QC Terme Bagni Nuovi

Annessi al Grand Hotel Bagni Nuovi, gioiello dell’architettura liberty, i Bagni Nuovi di Bormio sono organizzati in quattro settori che offrono vari trattamenti termali: ci sono le sette vasche all’aperto dei Giardini di Venere, il percorso disintossicante della Grotta di Nettuno, il percorso acquatonico-rivitalizzante dei Bagni di Giove e lo spazio dei Bagni di Ercole per rilassare corpo e mente. I Bagni Nuovi, così come i Bagni Vecchi, propongono diversi trattamenti relax e benessere. Tra questi, l'Honey ritual rebalance, trattamento che prevede un’esfoliazione a base di miele di rododendro per una pelle levigata e idratata, seguita da un massaggio per il riequilibrio energetico.
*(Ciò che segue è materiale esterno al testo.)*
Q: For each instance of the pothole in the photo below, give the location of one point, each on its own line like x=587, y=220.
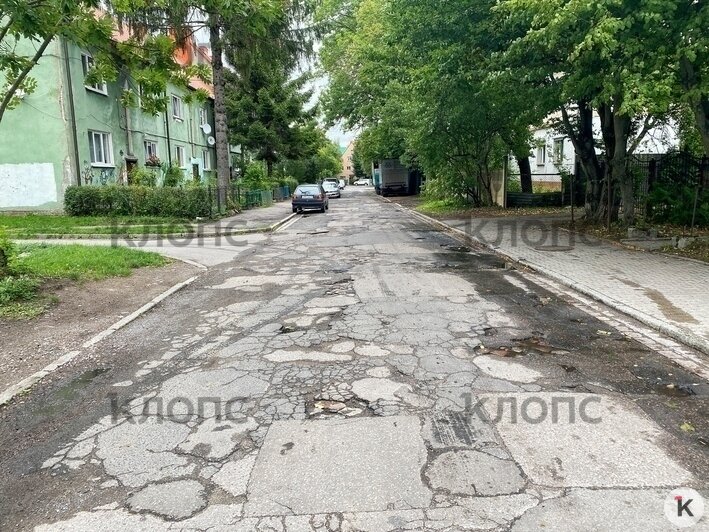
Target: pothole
x=320, y=407
x=675, y=390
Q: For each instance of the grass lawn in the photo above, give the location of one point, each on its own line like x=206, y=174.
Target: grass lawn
x=452, y=208
x=31, y=265
x=27, y=225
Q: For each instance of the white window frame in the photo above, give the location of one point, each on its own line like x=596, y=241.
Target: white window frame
x=106, y=149
x=541, y=154
x=180, y=156
x=177, y=110
x=151, y=148
x=87, y=63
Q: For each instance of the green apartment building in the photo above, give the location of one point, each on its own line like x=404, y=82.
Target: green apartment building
x=68, y=133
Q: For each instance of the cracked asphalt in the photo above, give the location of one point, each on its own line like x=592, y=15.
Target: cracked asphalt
x=359, y=370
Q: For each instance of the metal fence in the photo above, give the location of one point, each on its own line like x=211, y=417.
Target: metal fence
x=679, y=172
x=233, y=197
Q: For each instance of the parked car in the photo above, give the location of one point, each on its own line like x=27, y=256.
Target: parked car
x=309, y=197
x=332, y=189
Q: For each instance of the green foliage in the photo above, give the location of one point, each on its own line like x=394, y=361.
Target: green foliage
x=113, y=200
x=514, y=185
x=174, y=176
x=674, y=204
x=7, y=250
x=143, y=177
x=22, y=288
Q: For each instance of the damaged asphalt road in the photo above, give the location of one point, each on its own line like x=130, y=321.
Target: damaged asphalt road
x=378, y=376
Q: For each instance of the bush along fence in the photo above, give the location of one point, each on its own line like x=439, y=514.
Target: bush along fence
x=188, y=202
x=224, y=199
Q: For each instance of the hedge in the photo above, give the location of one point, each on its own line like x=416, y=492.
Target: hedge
x=133, y=200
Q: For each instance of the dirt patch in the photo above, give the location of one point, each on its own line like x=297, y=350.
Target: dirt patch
x=82, y=311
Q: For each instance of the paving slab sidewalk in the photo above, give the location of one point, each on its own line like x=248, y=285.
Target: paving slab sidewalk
x=667, y=293
x=251, y=219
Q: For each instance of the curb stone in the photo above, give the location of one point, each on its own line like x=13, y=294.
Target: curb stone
x=677, y=333
x=155, y=236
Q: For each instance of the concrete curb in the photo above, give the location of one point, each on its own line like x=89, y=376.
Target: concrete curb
x=156, y=236
x=681, y=335
x=25, y=384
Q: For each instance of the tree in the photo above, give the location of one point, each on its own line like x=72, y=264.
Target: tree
x=597, y=55
x=266, y=111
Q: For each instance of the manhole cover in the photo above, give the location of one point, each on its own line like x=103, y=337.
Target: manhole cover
x=554, y=248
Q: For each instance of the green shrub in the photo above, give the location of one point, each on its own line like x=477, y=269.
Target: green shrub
x=17, y=289
x=143, y=176
x=7, y=251
x=671, y=203
x=289, y=182
x=514, y=185
x=174, y=176
x=117, y=200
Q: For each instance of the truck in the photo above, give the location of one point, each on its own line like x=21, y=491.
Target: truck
x=393, y=178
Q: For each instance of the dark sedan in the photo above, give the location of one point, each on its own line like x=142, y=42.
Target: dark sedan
x=309, y=197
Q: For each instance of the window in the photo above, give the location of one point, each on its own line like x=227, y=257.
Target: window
x=541, y=155
x=176, y=107
x=180, y=156
x=151, y=149
x=559, y=150
x=87, y=63
x=101, y=148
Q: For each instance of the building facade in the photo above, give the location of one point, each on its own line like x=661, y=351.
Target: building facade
x=69, y=132
x=553, y=154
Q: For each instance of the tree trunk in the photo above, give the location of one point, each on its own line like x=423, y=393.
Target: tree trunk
x=525, y=174
x=582, y=139
x=220, y=120
x=618, y=165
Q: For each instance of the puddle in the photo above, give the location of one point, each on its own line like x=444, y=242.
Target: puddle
x=535, y=343
x=82, y=381
x=674, y=390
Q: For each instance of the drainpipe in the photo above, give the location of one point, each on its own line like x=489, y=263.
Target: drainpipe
x=129, y=129
x=72, y=111
x=167, y=135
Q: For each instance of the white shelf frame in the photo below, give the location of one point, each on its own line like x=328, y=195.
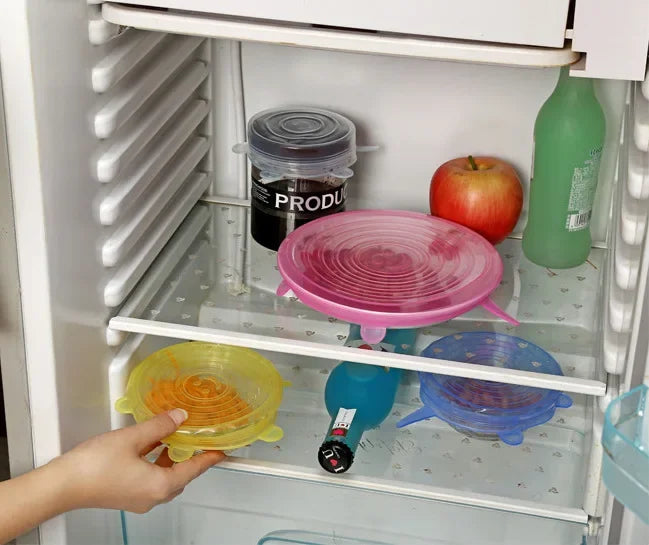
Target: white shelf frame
x=125, y=322
x=212, y=26
x=344, y=353
x=118, y=374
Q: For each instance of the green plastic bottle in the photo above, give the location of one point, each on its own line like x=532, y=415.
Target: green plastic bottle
x=568, y=141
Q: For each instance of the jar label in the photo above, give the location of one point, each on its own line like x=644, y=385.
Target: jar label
x=582, y=192
x=306, y=203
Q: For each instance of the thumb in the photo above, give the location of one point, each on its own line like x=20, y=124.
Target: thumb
x=159, y=427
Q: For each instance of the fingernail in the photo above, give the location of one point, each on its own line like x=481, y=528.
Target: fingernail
x=178, y=416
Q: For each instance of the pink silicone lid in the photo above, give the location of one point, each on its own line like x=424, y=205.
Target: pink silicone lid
x=389, y=269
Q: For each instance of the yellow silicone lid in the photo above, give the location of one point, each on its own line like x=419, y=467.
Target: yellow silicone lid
x=231, y=396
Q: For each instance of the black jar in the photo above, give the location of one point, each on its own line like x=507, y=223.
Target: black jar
x=300, y=166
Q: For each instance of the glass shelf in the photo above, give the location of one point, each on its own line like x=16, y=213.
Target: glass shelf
x=543, y=478
x=214, y=283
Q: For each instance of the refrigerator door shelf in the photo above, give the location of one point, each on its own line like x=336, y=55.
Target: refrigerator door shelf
x=223, y=290
x=626, y=450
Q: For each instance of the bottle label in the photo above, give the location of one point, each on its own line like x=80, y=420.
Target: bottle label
x=343, y=422
x=582, y=192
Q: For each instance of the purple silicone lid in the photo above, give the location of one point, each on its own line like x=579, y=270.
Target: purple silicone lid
x=389, y=269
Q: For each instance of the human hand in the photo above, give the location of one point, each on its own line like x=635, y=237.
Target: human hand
x=109, y=471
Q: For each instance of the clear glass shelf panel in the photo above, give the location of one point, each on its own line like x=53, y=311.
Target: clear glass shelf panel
x=225, y=281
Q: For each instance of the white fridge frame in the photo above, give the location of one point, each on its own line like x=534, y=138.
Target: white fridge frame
x=47, y=321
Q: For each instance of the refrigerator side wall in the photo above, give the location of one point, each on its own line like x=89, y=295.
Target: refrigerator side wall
x=45, y=58
x=12, y=347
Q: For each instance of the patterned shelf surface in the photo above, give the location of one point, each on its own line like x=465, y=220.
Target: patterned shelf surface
x=223, y=280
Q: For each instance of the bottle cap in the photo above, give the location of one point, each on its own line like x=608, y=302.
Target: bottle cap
x=335, y=457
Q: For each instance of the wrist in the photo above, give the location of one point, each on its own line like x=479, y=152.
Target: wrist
x=63, y=486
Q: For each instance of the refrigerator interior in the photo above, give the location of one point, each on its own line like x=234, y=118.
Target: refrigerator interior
x=228, y=506
x=133, y=130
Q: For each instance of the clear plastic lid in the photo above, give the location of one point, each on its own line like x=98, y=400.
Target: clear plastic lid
x=485, y=408
x=301, y=142
x=389, y=269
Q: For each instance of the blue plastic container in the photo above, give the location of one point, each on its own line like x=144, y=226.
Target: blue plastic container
x=625, y=440
x=484, y=409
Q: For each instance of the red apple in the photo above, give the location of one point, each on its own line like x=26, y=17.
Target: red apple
x=481, y=193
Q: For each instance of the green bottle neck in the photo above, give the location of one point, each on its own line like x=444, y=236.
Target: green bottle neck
x=573, y=87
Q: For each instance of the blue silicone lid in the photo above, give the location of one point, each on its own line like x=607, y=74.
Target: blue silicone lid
x=481, y=408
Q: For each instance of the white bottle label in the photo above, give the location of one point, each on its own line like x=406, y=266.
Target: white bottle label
x=343, y=421
x=582, y=192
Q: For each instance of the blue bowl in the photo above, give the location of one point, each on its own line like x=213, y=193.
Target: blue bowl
x=481, y=408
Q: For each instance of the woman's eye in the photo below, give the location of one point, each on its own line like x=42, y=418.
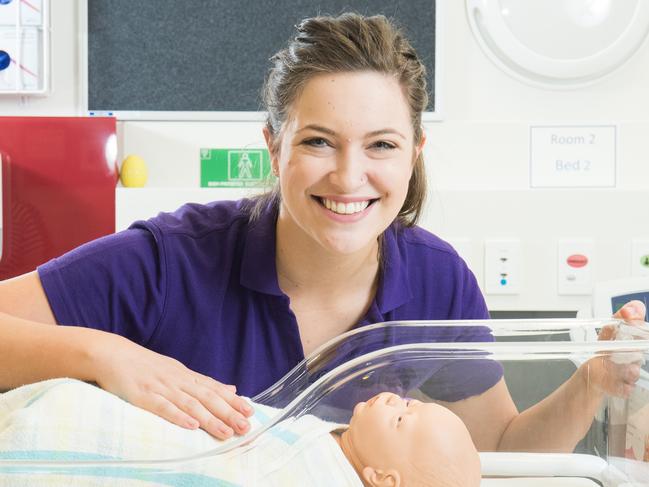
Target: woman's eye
x=383, y=145
x=316, y=142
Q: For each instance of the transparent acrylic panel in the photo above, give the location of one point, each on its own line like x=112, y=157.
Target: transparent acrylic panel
x=68, y=430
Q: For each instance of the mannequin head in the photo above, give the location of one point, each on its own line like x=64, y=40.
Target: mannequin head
x=394, y=442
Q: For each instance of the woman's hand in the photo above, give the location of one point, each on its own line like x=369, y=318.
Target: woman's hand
x=617, y=373
x=165, y=387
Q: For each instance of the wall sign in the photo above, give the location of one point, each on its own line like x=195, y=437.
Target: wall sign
x=577, y=156
x=234, y=168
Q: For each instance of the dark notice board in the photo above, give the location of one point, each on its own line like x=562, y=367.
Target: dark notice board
x=213, y=55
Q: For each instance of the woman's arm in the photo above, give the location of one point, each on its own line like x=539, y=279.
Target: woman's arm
x=31, y=350
x=558, y=422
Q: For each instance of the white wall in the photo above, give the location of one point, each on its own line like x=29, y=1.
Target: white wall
x=478, y=158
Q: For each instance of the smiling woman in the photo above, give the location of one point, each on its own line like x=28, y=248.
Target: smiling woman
x=184, y=313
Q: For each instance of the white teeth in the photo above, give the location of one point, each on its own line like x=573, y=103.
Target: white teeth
x=345, y=208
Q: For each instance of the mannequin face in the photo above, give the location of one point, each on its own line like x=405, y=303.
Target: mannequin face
x=393, y=442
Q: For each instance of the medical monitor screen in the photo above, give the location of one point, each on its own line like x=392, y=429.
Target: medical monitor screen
x=618, y=301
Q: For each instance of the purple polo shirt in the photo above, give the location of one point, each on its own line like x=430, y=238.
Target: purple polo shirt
x=200, y=285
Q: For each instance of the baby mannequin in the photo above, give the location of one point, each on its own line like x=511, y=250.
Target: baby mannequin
x=397, y=442
x=390, y=442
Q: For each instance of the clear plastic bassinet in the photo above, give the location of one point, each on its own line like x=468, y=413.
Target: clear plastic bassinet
x=431, y=361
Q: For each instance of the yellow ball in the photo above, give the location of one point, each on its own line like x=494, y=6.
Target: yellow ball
x=134, y=172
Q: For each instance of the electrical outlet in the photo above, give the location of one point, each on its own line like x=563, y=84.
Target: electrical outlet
x=502, y=266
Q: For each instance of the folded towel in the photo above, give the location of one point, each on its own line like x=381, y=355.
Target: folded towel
x=69, y=420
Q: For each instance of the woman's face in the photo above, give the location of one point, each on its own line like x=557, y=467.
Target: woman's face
x=345, y=158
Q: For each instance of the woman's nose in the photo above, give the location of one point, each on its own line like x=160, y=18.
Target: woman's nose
x=350, y=172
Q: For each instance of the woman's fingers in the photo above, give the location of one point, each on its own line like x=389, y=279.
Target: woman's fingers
x=228, y=393
x=164, y=408
x=632, y=311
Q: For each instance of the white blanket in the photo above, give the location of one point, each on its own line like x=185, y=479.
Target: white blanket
x=64, y=420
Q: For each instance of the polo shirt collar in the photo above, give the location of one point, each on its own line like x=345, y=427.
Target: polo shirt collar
x=258, y=270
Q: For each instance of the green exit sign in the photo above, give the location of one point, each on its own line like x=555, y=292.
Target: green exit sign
x=234, y=168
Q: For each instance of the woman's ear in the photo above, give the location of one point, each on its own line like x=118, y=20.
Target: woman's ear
x=420, y=146
x=272, y=151
x=378, y=478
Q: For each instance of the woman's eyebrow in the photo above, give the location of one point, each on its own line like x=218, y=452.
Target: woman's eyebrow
x=385, y=131
x=319, y=128
x=373, y=133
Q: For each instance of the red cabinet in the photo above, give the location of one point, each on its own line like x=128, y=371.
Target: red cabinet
x=58, y=187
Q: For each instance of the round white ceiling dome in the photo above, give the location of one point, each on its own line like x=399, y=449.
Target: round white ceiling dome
x=559, y=43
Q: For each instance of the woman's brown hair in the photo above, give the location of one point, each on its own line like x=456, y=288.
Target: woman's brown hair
x=347, y=43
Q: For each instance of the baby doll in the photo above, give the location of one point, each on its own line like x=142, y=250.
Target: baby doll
x=398, y=442
x=389, y=442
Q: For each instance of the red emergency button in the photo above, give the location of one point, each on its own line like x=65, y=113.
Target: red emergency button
x=577, y=260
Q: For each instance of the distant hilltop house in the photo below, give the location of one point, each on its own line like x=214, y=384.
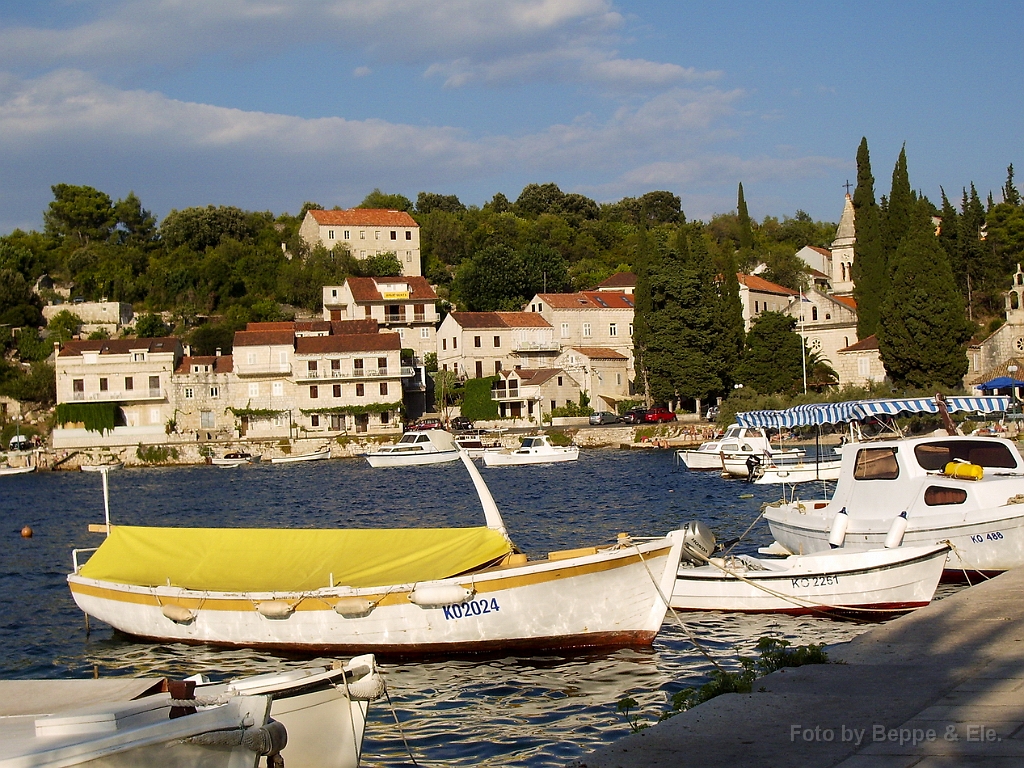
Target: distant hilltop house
x=366, y=232
x=111, y=316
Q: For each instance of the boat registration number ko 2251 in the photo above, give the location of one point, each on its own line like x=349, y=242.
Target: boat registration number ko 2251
x=980, y=538
x=820, y=581
x=472, y=608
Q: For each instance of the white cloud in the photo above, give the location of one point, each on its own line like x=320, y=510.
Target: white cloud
x=465, y=41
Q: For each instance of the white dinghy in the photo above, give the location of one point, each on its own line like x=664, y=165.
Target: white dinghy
x=879, y=583
x=409, y=591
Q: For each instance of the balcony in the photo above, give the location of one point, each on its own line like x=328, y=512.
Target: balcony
x=536, y=346
x=126, y=395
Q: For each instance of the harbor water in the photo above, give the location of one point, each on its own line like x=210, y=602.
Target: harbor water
x=512, y=711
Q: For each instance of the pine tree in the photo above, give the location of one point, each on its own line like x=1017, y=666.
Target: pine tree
x=869, y=269
x=922, y=333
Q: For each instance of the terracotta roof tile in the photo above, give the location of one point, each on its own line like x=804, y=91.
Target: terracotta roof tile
x=221, y=364
x=871, y=342
x=600, y=353
x=366, y=290
x=347, y=343
x=755, y=283
x=500, y=320
x=263, y=338
x=588, y=300
x=364, y=217
x=121, y=346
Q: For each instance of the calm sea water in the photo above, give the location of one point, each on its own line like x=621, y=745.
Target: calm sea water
x=515, y=711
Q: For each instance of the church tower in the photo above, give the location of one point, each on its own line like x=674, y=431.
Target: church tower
x=842, y=252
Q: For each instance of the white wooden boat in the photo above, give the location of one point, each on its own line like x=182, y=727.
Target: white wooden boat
x=537, y=450
x=880, y=582
x=8, y=470
x=384, y=591
x=235, y=459
x=323, y=709
x=141, y=732
x=737, y=440
x=313, y=457
x=919, y=491
x=426, y=446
Per l’aromaterapia viene utilizzata l’essenza del fiore di Nigritella, un fiore delle montagne valtellinesi che sprigiona un aroma simile a quello del cioccolato, favorendo così la stimolazione delle endorfine e il rilassamento del sistema nervoso. I Bagni Nuovi ospitano poi le vasche di Saturno, due ampie piscine che comunicano tra loro, dotate di musicoterapia subacquea e acque a temperatura diversa; completa l'offerta una vasca semicircolare sottostante, alimentata da cascate ad alta intensità.